Loving your characters may seem at first like an abstract concept, a concept that authors toss around whose meaning like the word “love” itself has been lost through overuse. But I want to tell you that for me love of a character is real and is more important than any technique we may learn about how to create realistic characters. Love for a character includes many of the qualities of the kind of true, mature love that we experience in real life. On a basic level, to love your character is to like them, to like spending time with them, to find them interesting, to be patient with them and be willing to continue imagining them until they reveal themselves to you completely, until you know them as fully as one can know another, inside and out, body, mind and heart. As in the real world, love increases the more you get to know and understand the other. As in the real world, character love involves a respect for the individuality and autonomy of the other. As in real life, careful listening is needed. Who is this character telling you he or she is? As in life, character love means you will put the interests of the character above your own and you will not treat them as a means to an end.
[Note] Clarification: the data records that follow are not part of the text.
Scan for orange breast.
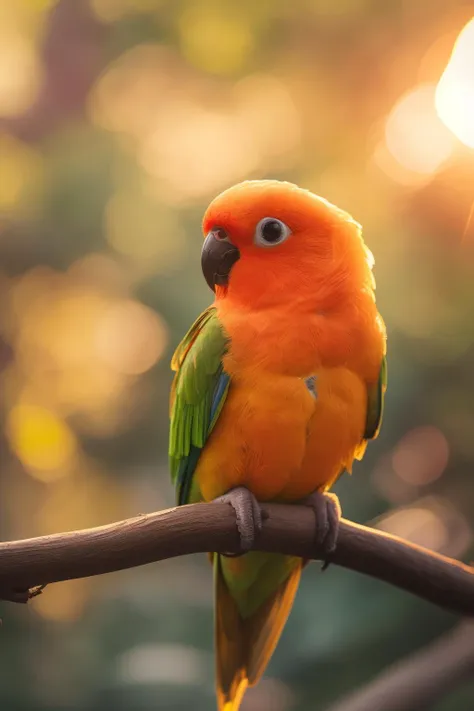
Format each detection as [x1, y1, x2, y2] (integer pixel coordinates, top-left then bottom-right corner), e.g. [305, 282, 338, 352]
[195, 368, 367, 501]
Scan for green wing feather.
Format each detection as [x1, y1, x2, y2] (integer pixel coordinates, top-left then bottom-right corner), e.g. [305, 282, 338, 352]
[169, 306, 230, 504]
[364, 356, 387, 440]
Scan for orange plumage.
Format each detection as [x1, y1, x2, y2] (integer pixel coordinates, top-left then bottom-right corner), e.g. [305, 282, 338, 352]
[170, 181, 385, 711]
[196, 181, 385, 501]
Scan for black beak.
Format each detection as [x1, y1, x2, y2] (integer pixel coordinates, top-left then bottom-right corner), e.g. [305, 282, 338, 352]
[201, 232, 240, 291]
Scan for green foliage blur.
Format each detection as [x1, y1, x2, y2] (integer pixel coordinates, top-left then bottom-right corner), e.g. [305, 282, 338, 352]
[0, 0, 474, 711]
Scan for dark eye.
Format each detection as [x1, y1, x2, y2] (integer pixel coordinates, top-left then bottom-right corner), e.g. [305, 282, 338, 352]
[254, 217, 291, 247]
[210, 227, 229, 242]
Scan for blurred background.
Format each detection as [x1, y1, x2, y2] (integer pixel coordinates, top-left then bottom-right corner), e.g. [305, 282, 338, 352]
[0, 0, 474, 711]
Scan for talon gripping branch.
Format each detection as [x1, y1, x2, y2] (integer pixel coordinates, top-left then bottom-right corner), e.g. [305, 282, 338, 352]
[170, 180, 386, 711]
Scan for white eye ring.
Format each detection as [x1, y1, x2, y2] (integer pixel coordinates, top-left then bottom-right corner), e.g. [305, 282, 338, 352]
[254, 217, 291, 247]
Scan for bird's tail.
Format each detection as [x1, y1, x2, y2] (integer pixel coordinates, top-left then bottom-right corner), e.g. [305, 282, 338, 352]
[214, 553, 302, 711]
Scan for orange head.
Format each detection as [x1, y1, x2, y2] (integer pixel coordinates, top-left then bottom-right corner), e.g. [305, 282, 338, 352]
[202, 180, 374, 311]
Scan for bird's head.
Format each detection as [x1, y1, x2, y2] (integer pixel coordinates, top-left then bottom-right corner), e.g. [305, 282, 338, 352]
[202, 180, 374, 310]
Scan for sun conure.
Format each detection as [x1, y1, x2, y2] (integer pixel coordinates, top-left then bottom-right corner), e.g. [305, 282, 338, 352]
[169, 180, 386, 711]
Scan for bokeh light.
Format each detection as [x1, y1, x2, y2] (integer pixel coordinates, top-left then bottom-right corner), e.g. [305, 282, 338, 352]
[392, 426, 449, 486]
[385, 84, 454, 176]
[7, 405, 76, 482]
[436, 18, 474, 148]
[0, 0, 474, 711]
You don’t have sufficient love if your character is simply there to represent an idea or a type or a mental condition or is simply there so you can manipulate the emotions of the reader. Of course characters are only a part of the greater whole which makes up the world of the novel. But to love your character is different from loving your plot or your setting. There is something about loving your character that makes them distinct and independent and that touches you in a way different, more personal, that any other aspect of your novel. Loving your character hurts because it sometimes happens that to love them you first need to love a part of yourself that is embodied in your character. It is love that makes you want to know your character deeply even if you know that what you discover might be painful. It is through love that you discover your character’s uniqueness and in love that you understand and accept that character’s humanity, flaws and all. And finally it is love that guides you in how you present that character to the readers so that they too might share in the understanding and compassion you’ve developed for your character, in your awe at your character’s complex concreteness, in your love.